General information
- Type: Ultralight aircraft
- National origin: France
- Manufacturer: Espace
- Designer: Jose Verges
- Status: In production

History
- Introduction date: 2007

= Aeroflying Sensation =

French ultralight aircraft

The Aeroflying Sensation is a French ultralight aircraft, designed by former Airbus engineer Jose Verges and produced by Aeroflying of Saint-André-des-Eaux, Loire-Atlantique. It was introduced at the French Hombuilders Rally in Blois in 2007. The aircraft is supplied as a kit for amateur construction or as a complete ready-to-fly-aircraft.

By 2015 the aircraft was produced by Espace and distribution was handled by Randkar.

==Design and development==
The Sensation was designed to comply with the Fédération Aéronautique Internationale microlight rules.
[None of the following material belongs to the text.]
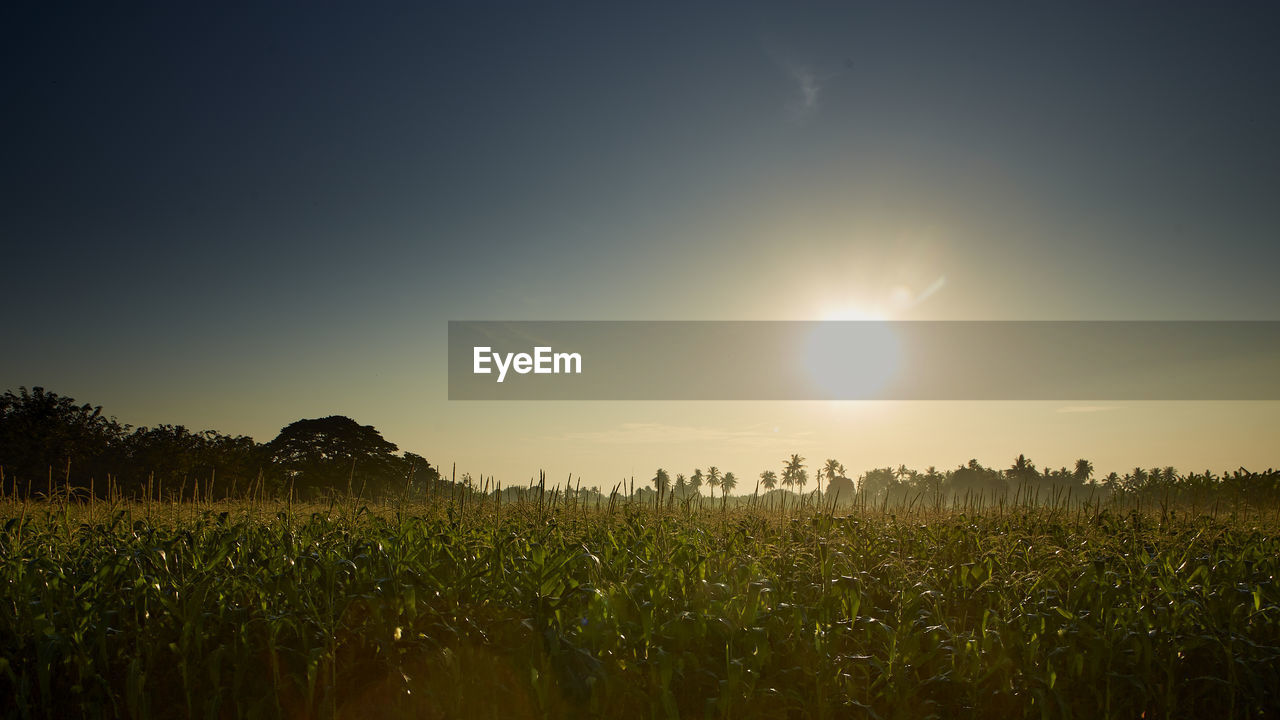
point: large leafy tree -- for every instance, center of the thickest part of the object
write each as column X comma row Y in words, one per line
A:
column 336, row 452
column 45, row 434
It features a cantilever low-wing, a two-seats-in-side-by-side configuration enclosed cockpit, a choice of tricycle landing gear or conventional landing gear and a single engine in tractor configuration.

The aircraft is made from riveted aluminium sheet. Its 8.40 m span wing employs slotted flaps. Standard engines available are the 80 hp Rotax 912UL and the 100 hp Rotax 912ULS four-stroke powerplants. A variety of kits is available with varying degrees of completion, none of which includes the engine.

The Sensation has a cruise speed of 200 km/h on 80 hp and has a range of 1200 km.